Secure the funds in an insured bank account until needed for disbursement to escrow to acquire the replacement property.
Prepare, manage and provide a complete accounting of the transaction to the Exchanger and/or their tax advisor at completion of the exchange.
If and when you determine that you want to undertake a 1031 Exchange, you must involve the QI prior to closing of the sale of your relinquished property.
Holding Requirements
There is no safe holding period for property to automatically qualify as being “held for investment”. The amount of time a taxpayer holds the property is not the only determining factor, but it does play an extremely important role in demonstrating intent. The easiest way to demonstrate intent to hold a property is to do just that – hold it. And, the longer the better.
In one private letter ruling (PLR 8429039), the IRS stated that a minimum holding period of two years would be sufficient. Although a private letter ruling does not establish legal precedent for all taxpayers, there are many advisors who believe two years is a conservative holding period, provided no other significant factors contradict the investment intent.
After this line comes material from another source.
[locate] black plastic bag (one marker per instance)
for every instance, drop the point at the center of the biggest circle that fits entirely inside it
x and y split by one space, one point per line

Tax advisors frequently recommend that taxpayers hold the subject property for a minimum period of at least one year. A holding period of one year means the taxpayer will mostly likely reflect the investment property in two tax filing years, listing rental income, expenses and depreciation, which provide a solid case to prove the intent to hold.
Identifying Replacement Property
The identification period in a delayed exchange begins on the date the Exchanger transfers the relinquished property and ends at midnight on the 45th calendar day thereafter. To qualify for a §1031 tax deferred exchange; the tax code requires identifying replacement property in the following manner:
In a written document signed by the Exchanger;
Hand delivered, mailed, faxed, or otherwise sent;
Before the end of the identification period to;
Either the person obligated to transfer the replacement property to the Exchanger (generally the “Qualified Intermediary”) or any other person involved in the exchange other than the taxpayer or a disqualified person.

The replacement property must be unambiguously described (i.e. legal description, street address or distinguishable name). The type of property should be described in a personal property exchange.